Will the UK courts and the ECHR really nullify the Government’s intention not to permit gay marriage in church? If so, what will the Soho Masses crowd do then?
According to Neil Addison, the director of the Thomas More Legal Centre, the government’s insistence that the Churches would not be allowed to carry out religious marriages for gay couples is worthless. Two judgements by the European Court of Human Rights in Strasbourg and a British a Court of Appeal ruling in 2010 establish that the Government would be acting illegally if it allowed civil gay marriages without “permitting” them on religious premises too.
This, he says, means that if the Coalition Government presses ahead with its plans to redefine marriage to include gay couples the Catholic Church could face prosecution under equality legislation for acting in accordance with its teachings. The Court of Appeal judgement he is referring to here is that against the registrar Lillian Ladele, who in 2009 took Islington Council to court for refusing her the right not to officiate at same-sex civil partnership ceremonies. The judges decided that her Christian view of marriage “was not a core part of her religion”. Thus, says Mr Addison, “Churches which perform heterosexual marriages will have to be willing to perform same-sex marriages and they will have no legal grounds to resist since the courts have determined that the ‘orthodox Christian view of marriage’ is not a ‘core’ part of Christian belief.”
Well, I am not a lawyer, but I need to know a bit more about all this before being entirely convinced. The government says it won’t “permit” gay marriages in Church: Mr Addison says that various legal judgements have already made that intention non-operative: in other words, we would be in fact “permitted” to enact gay “marriages”: but does that actually mean that we would be obliged to do so? After all, we are presumably already legally “permitted” to marry divorcees in church, just as a number of Anglican clergymen have already done. There is by English law no distinction between Anglican clergy and ours: but I have yet to hear of anyone going to law against a Catholic priest for refusing to marry a couple one or both of whom are already married.
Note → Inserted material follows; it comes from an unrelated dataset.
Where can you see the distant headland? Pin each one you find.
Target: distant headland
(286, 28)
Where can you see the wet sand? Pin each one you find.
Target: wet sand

Would it be different over gay so-called marriages? It wouldn’t of course be, in canon law, a real marriage. A civil marriage would have to be carried out in any case: and what happened in church would be a simple mockery, no marriage at all. Can the law really force us to carry out something we ourselves define as non-existent?
As I say, though I speak in ignorance, I’m not yet convinced that we would be in danger from the law. But could we be in another kind of danger, the danger that already exists from the enemy within? Just think of all those gay activists who attend the Soho Masse—which are, don’t forget, permitted by the archdiocese of Westminster. Some of them, I believe, are already united in the “civil unions” which are so warmly spoken of by the archbishop of that jurisdiction. Suppose one of these couples persuades a priest known to have little regard for the laws and teachings of the Church (they do, I am told, exist) to perform such a ceremony: a civil ceremony would take place; the couple would then repair to the church premises of the priest in question, who would celebrate for them a nuptial mass, incorporating the marriage liturgy of the Catholic Church. They would certainly make sure that the media were in attendance: this would be a great propaganda occasion for their cause. There would be front page stories, with photographs. It would be a great blow struck, before the gaze of the disbelieving world, against the Magisterium of the Church, by disloyal Catholics who would doubtless be jubilant in their moment of triumph.
What would the archbishop then actually do? He would issue, no doubt, a disapproving statement. But how disapproving? Would he declare the ceremony just performed to be absolutely null and utterly void? Would he excommunicate the priest who had performed it, or at least suspend him? What would he do?
If the gay marriage legislation actually ends up on the statute book, and Mr Addison is right, if, that is, such a “marriage” could indeed take place with the support of the UK courts and the ECHR, unless the archbishop makes it absolutely plain that by acting in this way any priest involved would be putting an end to his priestly ministry, sooner or later it will happen. But will he? We don’t yet know that he won’t: but what can we be sure of?. We need to know.
Meanwhile, we have to carry on with the fight to prevent this devil’s law ever being enacted in the first place. Mr Cameron sometimes wavers in the face of public opinion: maybe it could happen in this case too. The Coalition for Marriage’s online petition against it is already one of the most massive ever mounted. It is currently edging towards the half million mark. As I write, it stands at 466, 101; next Monday marks the petition’s first ten weeks, and the Coalition are keen to get the total up to half a million by then. So if you haven’t yet voted, do it now.